徒歩や電車や車だと、まわりの人と言葉を交わす、という機会はほとんどないのだが、自転車に乗っていると、これが、けっこうある。

ロードレーサーがモテる事例1 - Blue-Periodさんの日記

 こちらを読んで、自分にそんなことがあったかどうか考えてしまった。もちろん、こちらの方の走行距離・走行時間とは比べものにならないが、一回もそんなことはなかったんじゃないのか。巨乳ロードレーサーを見たこともなかったんじゃないのか、と思う。
 ……が、こないだ、横須賀に行ったときに、一度あったじゃないか。
 行きのことだ。朝六時過ぎ、まだ早い元町、しかし、夜が終わったばかりの若者、おっさん、夜明かしの人たちがぽつぽつ。信号待ち。「すみませーん!」とおっさんのだみ声。あからさまに、俺に向かって聞こえる。どこから? 右から。目をやると、一車線向こうのタクシー、後部座席からおっさんがこっちに手を振りながら叫ぶ。「あのー! すみませーん! インターネット持ってないですか−!」
 ……えー、意味がわからない。後部座席にはもう一人おっさんがいて、なんか「まあ、まあ」となだめているよう。でも、両方とも酔っぱらいだろ。無視して顔を前に向ける俺。「おにーさん、インターネット、……おい、無視すんな! おい! おい!」とおっさん。
 信号が青にかわると、開きっぱなしの窓から顔出して、おっさん、「インターネットォォー……!」と叫びながらトンネルに消えていった。心なしかタクシーが飛ばしているように見えた。運ちゃんありがとう。

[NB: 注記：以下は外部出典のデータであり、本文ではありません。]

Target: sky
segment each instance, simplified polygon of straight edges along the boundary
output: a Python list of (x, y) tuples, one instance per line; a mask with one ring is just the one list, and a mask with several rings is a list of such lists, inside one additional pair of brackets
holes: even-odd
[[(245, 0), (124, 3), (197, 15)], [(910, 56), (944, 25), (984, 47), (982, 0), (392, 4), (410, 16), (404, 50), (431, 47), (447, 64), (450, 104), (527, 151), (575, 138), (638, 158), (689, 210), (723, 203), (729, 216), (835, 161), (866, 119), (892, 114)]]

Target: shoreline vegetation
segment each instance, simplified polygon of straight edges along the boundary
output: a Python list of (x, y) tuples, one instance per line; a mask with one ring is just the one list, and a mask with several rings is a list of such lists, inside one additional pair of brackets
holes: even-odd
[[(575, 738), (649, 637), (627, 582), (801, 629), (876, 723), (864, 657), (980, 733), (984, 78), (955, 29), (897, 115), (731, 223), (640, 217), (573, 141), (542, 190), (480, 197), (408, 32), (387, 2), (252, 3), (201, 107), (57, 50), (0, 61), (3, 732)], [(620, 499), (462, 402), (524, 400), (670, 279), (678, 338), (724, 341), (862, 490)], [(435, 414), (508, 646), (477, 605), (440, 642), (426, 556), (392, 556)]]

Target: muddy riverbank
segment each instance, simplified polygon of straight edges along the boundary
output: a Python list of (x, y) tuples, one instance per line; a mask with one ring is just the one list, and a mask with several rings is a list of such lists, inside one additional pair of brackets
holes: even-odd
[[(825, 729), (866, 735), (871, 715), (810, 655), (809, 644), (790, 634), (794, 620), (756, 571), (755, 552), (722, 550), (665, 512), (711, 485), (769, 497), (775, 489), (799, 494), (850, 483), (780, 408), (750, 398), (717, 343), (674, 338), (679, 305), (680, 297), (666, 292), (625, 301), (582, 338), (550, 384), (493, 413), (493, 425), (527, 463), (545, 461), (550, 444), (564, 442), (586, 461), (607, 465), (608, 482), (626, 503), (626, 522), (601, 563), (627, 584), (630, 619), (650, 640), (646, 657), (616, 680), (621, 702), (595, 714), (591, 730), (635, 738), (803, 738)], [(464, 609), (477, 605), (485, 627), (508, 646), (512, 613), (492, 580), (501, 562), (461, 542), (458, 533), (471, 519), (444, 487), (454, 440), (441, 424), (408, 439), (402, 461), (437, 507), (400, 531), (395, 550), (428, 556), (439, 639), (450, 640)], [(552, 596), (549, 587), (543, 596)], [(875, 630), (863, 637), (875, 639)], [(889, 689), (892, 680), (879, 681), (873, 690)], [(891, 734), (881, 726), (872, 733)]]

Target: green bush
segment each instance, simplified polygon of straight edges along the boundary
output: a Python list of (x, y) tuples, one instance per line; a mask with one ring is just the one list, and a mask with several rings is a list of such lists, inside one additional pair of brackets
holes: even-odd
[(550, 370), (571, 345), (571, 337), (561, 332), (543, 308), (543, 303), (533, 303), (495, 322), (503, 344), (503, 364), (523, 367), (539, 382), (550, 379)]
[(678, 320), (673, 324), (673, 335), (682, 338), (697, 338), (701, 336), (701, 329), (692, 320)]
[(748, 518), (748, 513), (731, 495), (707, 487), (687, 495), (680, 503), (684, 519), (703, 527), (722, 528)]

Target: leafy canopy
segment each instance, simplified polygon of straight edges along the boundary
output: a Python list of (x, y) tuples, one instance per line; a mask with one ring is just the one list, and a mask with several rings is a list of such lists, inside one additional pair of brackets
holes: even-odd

 あー、でもね、「インターネット持ってないですか?」って言われて、自転車跨ってる俺が即座に頭を巡らしたのは、「インターネットならないが、ケータイからEZwebに接続することはできる。なんらかの情報収集、検索は可能だ」ということ。なんかこう、どんな状況であれ、とりあえず他人の言うことに応えようとする意味不明なプレッシャーがあるね、俺はそう感じた。必ず拒否から入るのも面倒だが、即座にその可能性を考えてもいいんじゃないかと思う、ある程度は。